Hannover (dpa/lni) –
Die Zahl der wegen exzessiven Alkoholkonsums im Krankenhaus behandelten Jugendlichen ist weiter gesunken. Bundesweit wurden im Jahr 2024 hochgerechnet rund 6.600 Heranwachsende zwischen 12 und 18 Jahren wegen einer akuten Alkoholvergiftung stationär aufgenommen, wie die Kaufmännische Krankenkasse (KKH) mitteilte.

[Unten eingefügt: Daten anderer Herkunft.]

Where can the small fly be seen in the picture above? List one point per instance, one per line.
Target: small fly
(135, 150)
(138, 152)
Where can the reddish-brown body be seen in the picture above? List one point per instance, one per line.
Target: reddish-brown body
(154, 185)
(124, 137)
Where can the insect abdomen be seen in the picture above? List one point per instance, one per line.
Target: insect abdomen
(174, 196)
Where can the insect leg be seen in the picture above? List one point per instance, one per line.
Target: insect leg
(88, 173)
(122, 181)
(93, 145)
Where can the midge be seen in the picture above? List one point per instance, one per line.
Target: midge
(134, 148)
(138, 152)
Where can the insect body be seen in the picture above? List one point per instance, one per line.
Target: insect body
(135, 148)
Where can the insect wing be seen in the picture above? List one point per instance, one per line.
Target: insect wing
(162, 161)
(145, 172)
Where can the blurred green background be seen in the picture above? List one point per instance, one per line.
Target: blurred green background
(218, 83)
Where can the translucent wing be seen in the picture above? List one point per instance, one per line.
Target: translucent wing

Keine Hilfe aus Scham oder Angst vor Konsequenzen
Das entspricht 120 Fällen je 100.000 Jugendliche – gut 14 Prozent weniger als im Vorjahr. Im Vergleich zu 2019 habe sich die Zahl sogar um mehr als 60 Prozent verringert. Die Zahl ist laut KKH das fünfte Mal in Folge gesunken – und nun auf dem niedrigsten Stand seit Beginn der Erhebung im Jahr 2006. Den Höchstwert registrierte die KKH demnach im Jahr 2012 mit insgesamt hochgerechnet rund 20.500 Fällen.
Die Krankenkasse wertet den Rückgang grundsätzlich als positives Signal, warnt jedoch vor falschen Schlüssen. Weniger Klinikaufenthalte bedeuteten nicht zwangsläufig, dass Jugendliche insgesamt deutlich weniger Alkohol konsumierten, erklärte KKH-Psychologin Franziska Klemm.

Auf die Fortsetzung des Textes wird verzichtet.